The thoughts, attitudes, and actions of violent and unfeeling people very much trouble God – to the point of being heartsick. It is our emotional makeup which connects us and bonds us with the divine. The inability to feel is the ultimate disconnect from God.
Jesus also felt deeply about a great many things – so much so that he died from a broken heart. Recall that in the seminal Sermon on the Mount Christ’s first words to the large gathering of people were:
“Blessed are those who mourn.” (Matthew 5:4)
We underestimate the importance and the power of emotions to our peril. Biblical writers often purposefully contrast differing persons in their stories. In today’s Old Testament lesson, that contrast is most vivid between God and wicked humanity. Humanity had gotten to a point where they felt nothing. The violent behavior was a direct result of their emotional selves split-off from the rest of them. People were bifurcated, their humanity chopped as if a meat cleaver separated their feelings from themselves. Whenever we observe belligerent bullying, hate speech, meanness, and oppression – there you find a paucity of emotions. It is not the presence of feelings that brings about wickedness; it is the lack of emotional awareness and the absence of feelings which is the highway to a watery grave.
We are in the “Last Days,” that is, the time before the final event in the Christian tradition’s understanding of history. Christ will return to judge the living and the dead. The righteous will enjoy God’s presence forever; the wicked, not really. These days are too often characterized by the kinds of behavior which lack the emotional depth of godly love and a heart of compassion:
“There will be terrible times in the last days. People will be lovers of themselves, lovers of money, boastful, proud, abusive, disobedient to their parents, ungrateful, unholy, without love, unforgiving, slanderous, without self-control, brutal, not lovers of the good, treacherous, rash, conceited, lovers of pleasure rather than lovers of God.” (2 Timothy 3:1-4, NIV)
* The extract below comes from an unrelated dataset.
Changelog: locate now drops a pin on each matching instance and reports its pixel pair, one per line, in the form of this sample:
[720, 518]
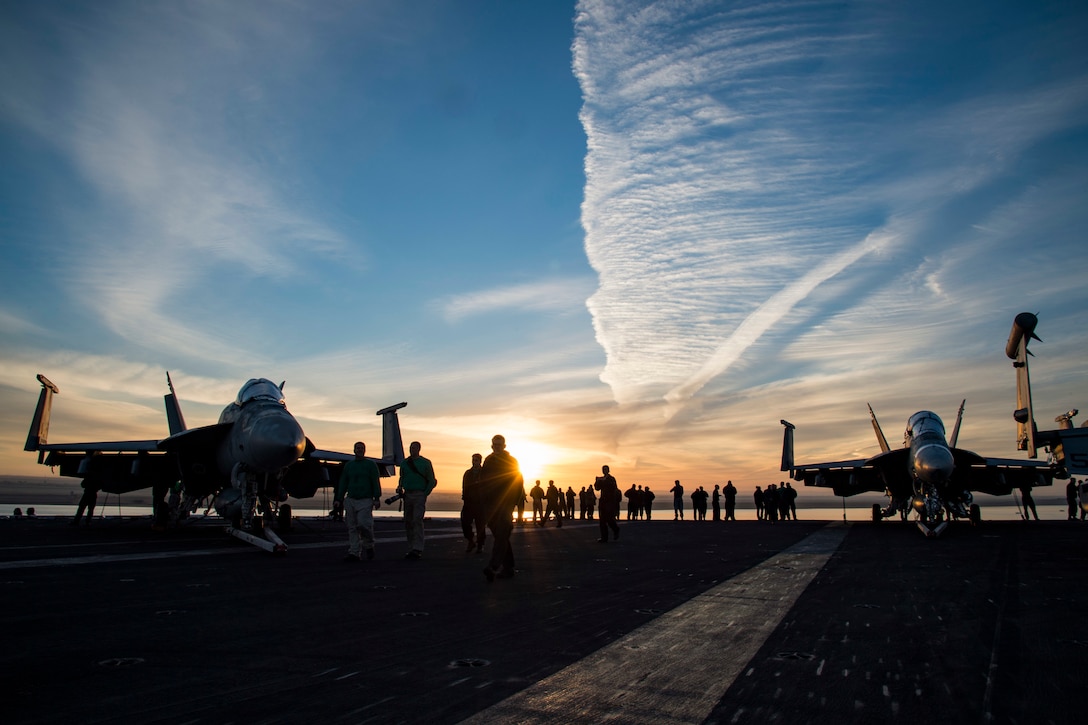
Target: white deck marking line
[677, 667]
For me, learning to name my emotions and to observe where I carry those emotions in my body has been most helpful in connecting with my feelings – and connecting with my God. And, I must add, such an emotional awareness and kinship with feelings has brought personal wellness and compassionate ministry to others.
So, receive this blessing today:
The eyes of Jesus gaze upon you, stirring his heart with compassion.
The gaze of Christ sees your heart, your joy and sorrow.
The gaze of Christ sees your future, filled with the healing of emotions expressed.
The eyes of Jesus gaze upon you, filling his heart with adoration. Amen.